– ¿Cuánto tiempo lleva en Viena?
– Dígamelo usted.
Kruz aceptó el cumplido profesional con una sonrisa.
– Llegó anteanoche, en un vuelo desde el aeropuerto Ben-Gurion. Se registró en este hotel y fue al hospital General de Viena, donde pasó varias horas con su amigo Eli Lavon.
Gabriel se preguntó cuánto más sabría Kruz de sus actividades en Viena. ¿Estaba al corriente de sus reuniones con Max Klein y Renate Hoffmann? ¿De su encuentro con Ludwig Vogel en el café Central y su excursión a la Salzkammergut? Si Kruz sabía más cosas, no lo diría. No era de los que enseñaban sus cartas sin un buen motivo. Gabriel se imaginó que sería un jugador frío e impasible.
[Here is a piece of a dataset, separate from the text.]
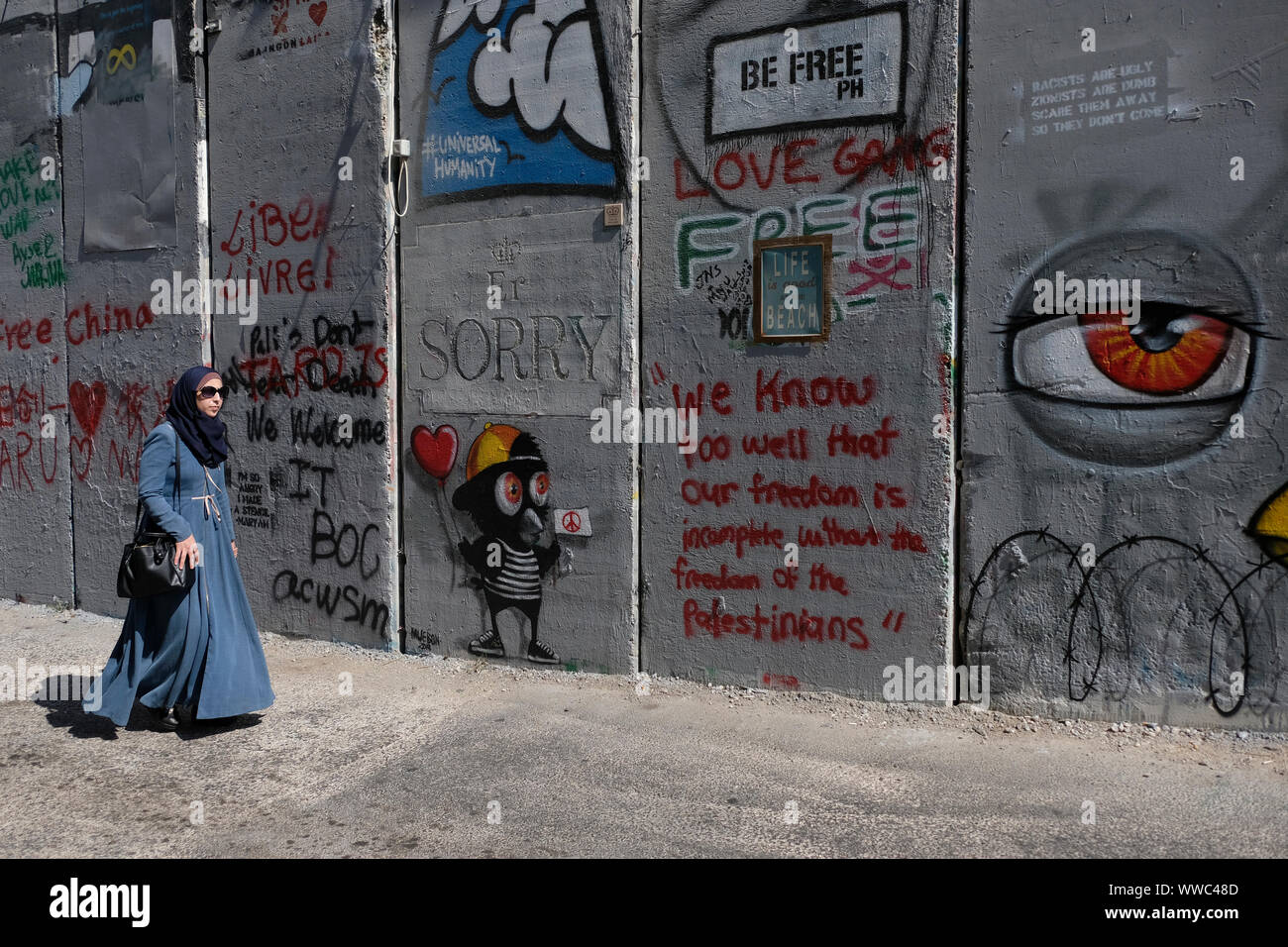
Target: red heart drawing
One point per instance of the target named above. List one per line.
(84, 447)
(88, 405)
(436, 450)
– ¿Por qué no me arrestó antes?
– Tampoco lo arresto ahora. -Kruz encendió un cigarrillo-. Estábamos dispuestos a pasar por alto la violación de nuestro acuerdo porque supusimos que había venido a Viena para estar junto a su amigo herido. Sin embargo, no tardó en ser evidente que pretendía realizar una investigación privada del atentado. Por razones obvias, es algo que no puedo permitir.
– Sí, por razones obvias -afirmó Gabriel.
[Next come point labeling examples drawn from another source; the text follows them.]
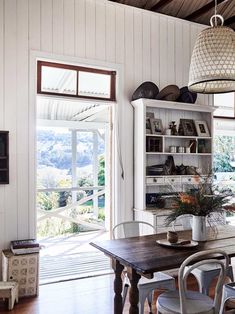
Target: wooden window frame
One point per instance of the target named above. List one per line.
(226, 117)
(78, 69)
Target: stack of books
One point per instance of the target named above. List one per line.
(26, 246)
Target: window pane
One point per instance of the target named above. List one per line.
(58, 80)
(225, 102)
(54, 157)
(94, 84)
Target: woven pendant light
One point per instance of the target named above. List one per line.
(212, 68)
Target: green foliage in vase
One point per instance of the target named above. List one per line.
(202, 200)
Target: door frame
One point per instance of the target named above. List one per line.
(116, 162)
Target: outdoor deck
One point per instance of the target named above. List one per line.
(70, 257)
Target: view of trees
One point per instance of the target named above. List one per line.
(54, 171)
(224, 147)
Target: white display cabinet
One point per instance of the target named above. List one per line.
(199, 157)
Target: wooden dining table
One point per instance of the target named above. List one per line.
(142, 256)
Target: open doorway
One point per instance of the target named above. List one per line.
(74, 145)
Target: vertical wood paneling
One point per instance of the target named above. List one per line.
(22, 118)
(163, 52)
(138, 47)
(1, 73)
(69, 35)
(186, 53)
(90, 29)
(11, 193)
(170, 55)
(179, 62)
(34, 24)
(155, 55)
(46, 25)
(110, 30)
(146, 48)
(100, 38)
(120, 34)
(2, 188)
(57, 26)
(127, 115)
(80, 28)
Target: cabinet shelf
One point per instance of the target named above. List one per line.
(153, 151)
(180, 154)
(180, 137)
(4, 157)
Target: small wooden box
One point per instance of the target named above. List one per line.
(23, 269)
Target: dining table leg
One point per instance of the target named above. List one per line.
(134, 278)
(118, 268)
Kruz dedicó un momento a mirar las volutas del humo del cigarrillo.
– Teníamos un acuerdo, señor Allon. Bajo ninguna circunstancia podía regresar a este país. No es bienvenido. Se supone que no debe estar aquí. No me importa si está desesperado por su amigo Eli Lavon. Ésta es nuestra investigación, y no necesitamos su ayuda ni la de su servicio. -Kruz consultó su reloj-. Hay un vuelo de El Al que sale dentro de tres horas. Subirá a ese avión. Le haré compañía mientras hace las maletas.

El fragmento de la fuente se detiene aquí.